Astronomers estimate that the newfound planet is 34,175 miles (55,000 kilometers) across, or about five times Earth's diameter.
In addition, "we are very confident it has a density about 18 times that of water," said study leader Matthew Bailes, an astronomer at the Swinburne Centre for Astrophysics & Supercomputing in Melbourne, Australia.
"This means it can't be made of gases like hydrogen and helium like most stars but [must be made of] heavier elements like carbon and oxygen, making it most likely crystalline in nature, like a diamond."
Partner Gave Pulsar a Superfast Spin
The new millisecond pulsar, dubbed PSR J1719-1438, lies about 4,000 light-years away in the southern constellation Serpens. Bailes and his team found the star during a pulsar survey using the radio telescope at Australia's Parkes Observatory.
A pulsar is a type of stellar corpse that emits powerful beams of radio waves from its poles. If these beams sweep across Earth's field of view as the star rotates, radio telescopes on Earth can detect the star's regular pulses.
A millisecond pulsar is thought to form when the pulsar is siphoning material from a companion star. The action of eating matter speeds up the pulsar's spin to hundreds of rotations a second.
So far it seems millisecond pulsars are rare, with only about a hundred found in the last 30 years. The study team found PSR J1719-1438 by using supercomputers to comb through almost 200,000 gigabytes of data—enough to fill more than 23,500 standard DVDs.

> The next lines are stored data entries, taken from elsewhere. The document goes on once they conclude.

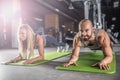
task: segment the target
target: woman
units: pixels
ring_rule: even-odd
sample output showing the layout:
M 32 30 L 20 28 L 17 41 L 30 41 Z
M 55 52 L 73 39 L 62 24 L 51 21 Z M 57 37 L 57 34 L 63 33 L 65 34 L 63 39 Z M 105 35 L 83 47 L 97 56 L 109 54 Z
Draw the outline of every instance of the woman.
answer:
M 23 24 L 18 30 L 18 48 L 19 56 L 5 64 L 14 63 L 22 59 L 26 59 L 24 64 L 31 64 L 44 59 L 43 38 L 33 32 L 28 24 Z M 38 48 L 39 56 L 34 57 L 34 48 Z

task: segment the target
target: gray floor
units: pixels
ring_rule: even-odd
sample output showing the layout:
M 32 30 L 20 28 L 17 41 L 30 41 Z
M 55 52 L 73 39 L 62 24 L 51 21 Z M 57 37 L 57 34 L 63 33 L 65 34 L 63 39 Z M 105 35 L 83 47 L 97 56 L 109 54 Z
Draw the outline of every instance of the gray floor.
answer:
M 117 70 L 115 74 L 99 74 L 56 70 L 57 65 L 67 61 L 70 55 L 52 60 L 42 65 L 26 67 L 0 65 L 0 80 L 120 80 L 120 52 L 116 49 Z M 45 52 L 55 51 L 56 48 L 45 48 Z M 81 52 L 90 51 L 82 49 Z M 0 62 L 7 61 L 18 55 L 18 51 L 0 50 Z

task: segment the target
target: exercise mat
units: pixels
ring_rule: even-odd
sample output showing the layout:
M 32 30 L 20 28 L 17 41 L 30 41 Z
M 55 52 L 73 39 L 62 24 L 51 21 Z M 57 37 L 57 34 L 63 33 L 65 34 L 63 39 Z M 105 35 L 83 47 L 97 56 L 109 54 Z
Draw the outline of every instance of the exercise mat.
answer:
M 35 65 L 39 65 L 48 61 L 51 61 L 53 59 L 57 59 L 63 56 L 66 56 L 68 54 L 70 54 L 71 52 L 49 52 L 49 53 L 45 53 L 45 58 L 43 61 L 39 61 L 39 62 L 35 62 L 32 64 L 23 64 L 25 62 L 25 60 L 21 60 L 19 62 L 16 63 L 10 63 L 10 65 L 18 65 L 18 66 L 35 66 Z M 35 55 L 35 57 L 37 57 L 38 55 Z
M 93 52 L 93 53 L 84 53 L 81 54 L 77 66 L 70 65 L 69 67 L 57 66 L 58 70 L 68 70 L 68 71 L 79 71 L 79 72 L 96 72 L 96 73 L 105 73 L 113 74 L 116 72 L 116 57 L 113 53 L 113 61 L 109 64 L 110 70 L 101 70 L 98 67 L 92 67 L 92 64 L 95 64 L 103 59 L 102 52 Z

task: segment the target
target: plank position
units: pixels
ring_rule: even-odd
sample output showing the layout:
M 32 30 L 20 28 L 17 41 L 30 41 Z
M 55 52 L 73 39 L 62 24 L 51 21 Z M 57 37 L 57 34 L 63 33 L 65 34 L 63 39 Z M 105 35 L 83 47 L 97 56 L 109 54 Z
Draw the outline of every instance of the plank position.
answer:
M 4 64 L 15 63 L 25 59 L 23 64 L 31 64 L 44 60 L 43 37 L 33 32 L 28 24 L 22 24 L 18 29 L 18 49 L 19 55 Z M 39 56 L 33 58 L 34 48 L 37 47 Z
M 111 63 L 113 59 L 110 38 L 103 29 L 95 30 L 89 19 L 84 19 L 79 23 L 79 32 L 75 35 L 73 40 L 71 58 L 67 63 L 63 64 L 64 67 L 77 65 L 76 61 L 78 60 L 81 46 L 92 46 L 92 48 L 100 47 L 104 58 L 92 66 L 97 66 L 103 70 L 110 69 L 109 63 Z

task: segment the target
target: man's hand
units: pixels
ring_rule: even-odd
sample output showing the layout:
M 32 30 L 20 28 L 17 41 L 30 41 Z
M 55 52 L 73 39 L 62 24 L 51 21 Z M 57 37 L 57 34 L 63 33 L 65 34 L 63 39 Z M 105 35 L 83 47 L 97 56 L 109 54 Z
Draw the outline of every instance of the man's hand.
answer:
M 70 66 L 70 65 L 77 66 L 77 63 L 71 61 L 71 62 L 68 62 L 68 63 L 63 64 L 63 67 L 68 67 L 68 66 Z
M 106 64 L 105 62 L 98 62 L 92 65 L 93 67 L 99 67 L 100 69 L 103 70 L 110 70 L 110 66 Z
M 77 60 L 78 60 L 77 57 L 76 57 L 76 58 L 73 58 L 73 59 L 71 59 L 68 63 L 63 64 L 63 67 L 68 67 L 68 66 L 70 66 L 70 65 L 77 66 L 77 63 L 76 63 Z

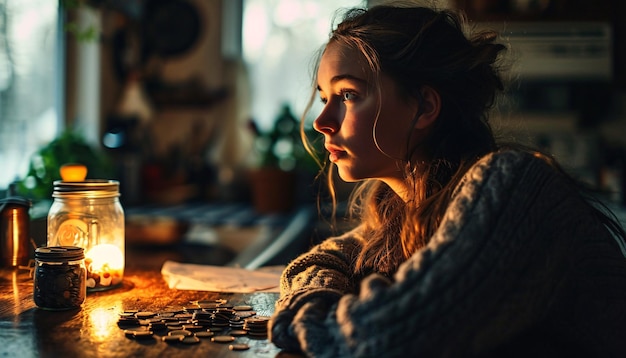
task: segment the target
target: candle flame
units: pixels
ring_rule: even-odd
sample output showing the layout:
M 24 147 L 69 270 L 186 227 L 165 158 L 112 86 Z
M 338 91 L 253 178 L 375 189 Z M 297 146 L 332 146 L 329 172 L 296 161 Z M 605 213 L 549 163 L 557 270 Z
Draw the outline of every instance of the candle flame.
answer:
M 124 255 L 115 245 L 96 245 L 87 251 L 85 258 L 91 262 L 92 272 L 102 272 L 107 269 L 121 270 L 124 268 Z

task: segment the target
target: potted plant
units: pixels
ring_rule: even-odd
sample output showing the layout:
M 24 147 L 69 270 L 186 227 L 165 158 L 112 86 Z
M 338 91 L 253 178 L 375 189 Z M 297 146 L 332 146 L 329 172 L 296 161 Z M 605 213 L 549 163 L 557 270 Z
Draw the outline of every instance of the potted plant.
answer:
M 300 123 L 285 104 L 272 130 L 257 131 L 255 160 L 249 171 L 252 201 L 260 213 L 280 213 L 293 209 L 302 191 L 303 176 L 315 172 L 315 162 L 304 149 Z
M 68 163 L 85 165 L 92 178 L 111 177 L 109 159 L 78 133 L 68 130 L 31 156 L 26 176 L 17 183 L 18 192 L 34 201 L 50 199 L 54 181 L 61 179 L 60 168 Z

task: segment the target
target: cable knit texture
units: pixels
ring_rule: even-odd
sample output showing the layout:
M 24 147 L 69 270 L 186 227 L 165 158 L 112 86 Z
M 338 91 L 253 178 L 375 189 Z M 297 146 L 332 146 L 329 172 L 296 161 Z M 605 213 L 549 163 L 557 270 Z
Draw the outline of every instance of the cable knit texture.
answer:
M 353 276 L 363 240 L 357 228 L 288 265 L 270 322 L 277 346 L 333 358 L 626 357 L 626 259 L 530 154 L 474 165 L 393 282 Z

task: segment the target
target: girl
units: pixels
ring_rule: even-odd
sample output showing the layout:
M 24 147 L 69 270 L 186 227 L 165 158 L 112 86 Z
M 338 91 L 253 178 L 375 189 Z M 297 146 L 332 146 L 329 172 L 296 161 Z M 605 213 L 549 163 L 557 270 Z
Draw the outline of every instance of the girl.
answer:
M 503 45 L 454 13 L 354 9 L 314 122 L 360 224 L 286 268 L 270 338 L 319 357 L 625 356 L 626 234 L 487 122 Z

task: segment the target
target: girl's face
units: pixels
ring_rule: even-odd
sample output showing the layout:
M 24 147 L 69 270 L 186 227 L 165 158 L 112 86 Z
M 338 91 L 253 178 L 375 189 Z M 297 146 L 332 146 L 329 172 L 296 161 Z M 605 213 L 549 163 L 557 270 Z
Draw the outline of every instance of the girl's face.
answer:
M 389 77 L 381 80 L 378 91 L 361 53 L 330 43 L 317 73 L 324 107 L 313 126 L 324 135 L 329 159 L 343 180 L 375 178 L 394 187 L 403 182 L 399 163 L 406 156 L 417 104 L 404 100 Z

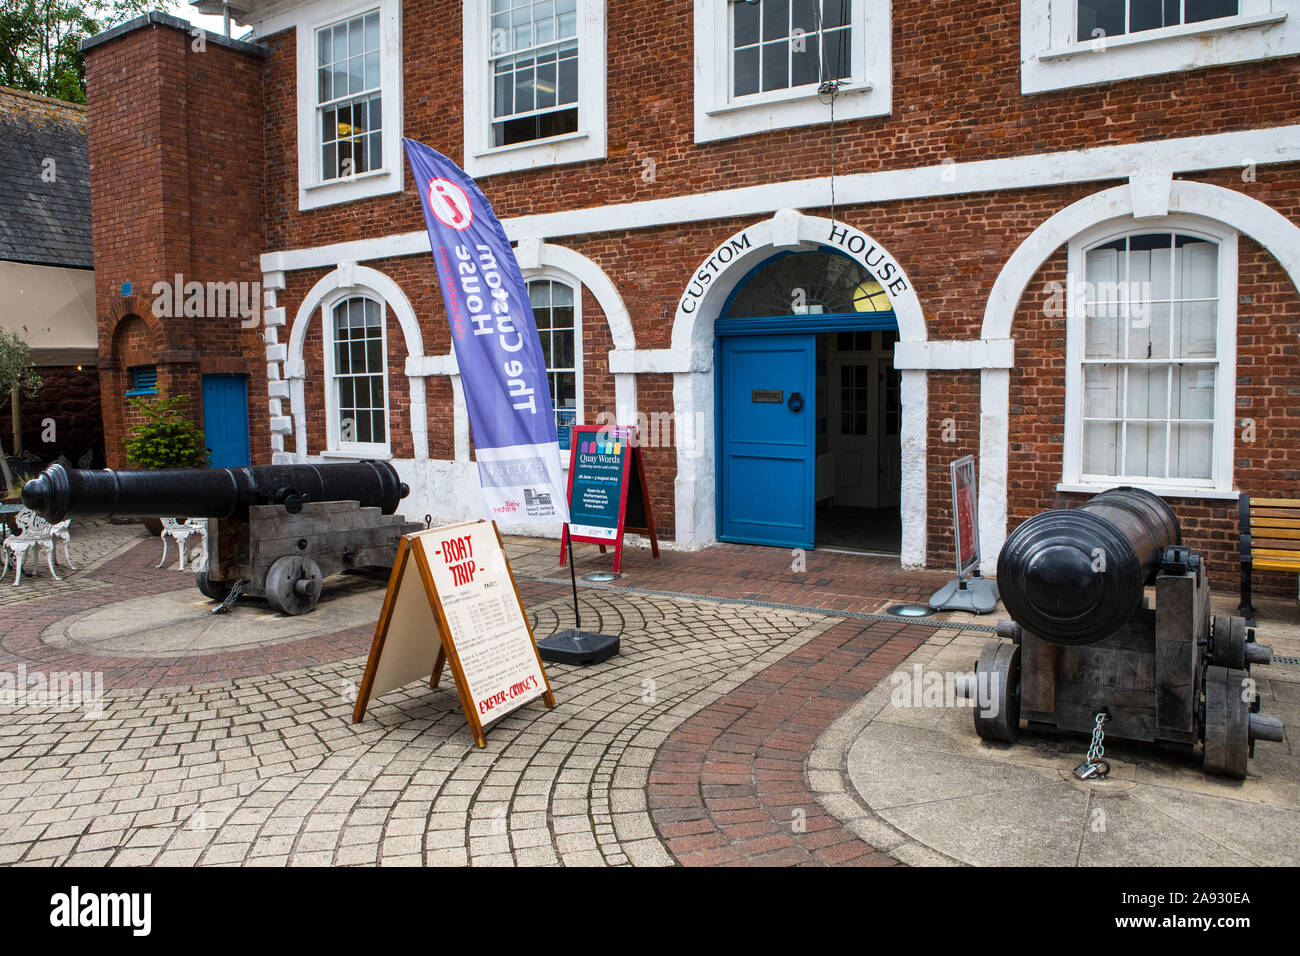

The data show that the pulsar spins more than 10,000 times a minute. The astronomers also noticed that the star's radio pulses have an unusual modulation, which the team concluded must be due to the gravitational pull of a small orbiting object.
"Diamond" Planet a Stripped Dwarf?
About 70 percent of the known millisecond pulsars have orbital companions, but PSR J1719-1438 is only the second thought to have a planetary partner. That's probably because planets don't form around millisecond pulsars in the usual way, Bailes said.
Astronomers think planets are created from dusty disks of material swirling around newborn stars. As this material orbits the star, gravitational interactions cause clumps to form, and the clumps build mass as they sweep through the disk.
By contrast, the new study hints that pulsars can strip material away from their companions until all that's left of the consumed star is enough mass for a planet-like object.
The newfound "diamond" planet probably formed from a white dwarf star—the core of a dead sunlike star—that was being stripped of matter by the pulsar. The leftover object likely represents just 0.1 percent of the white dwarf's original mass, Bailes said.
Based on their data, the team calculates that the planet orbits the pulsar in just two hours and ten minutes at a distance of about 372,822 miles (600,000 kilometers).
More Pulsar Planets Out There
Bailes and his team would now like to know exactly how rare their discovery really is.
In all likelihood, this weird method of planet production requires special circumstances that rely on the white dwarf companion having a particular mass and chemical composition.
But even if the diamond planet is a result of a perfect storm of special circumstances, there should be more such worlds out there, Bailes said.
"The most exciting aspect to me is that we've only processed a small fraction of space so far," he said. "With the new supercomputers coming online, we should be in a strong position to possibly make many more discoveries like this one."
The diamond planet is described in this week's issue of the journal Science.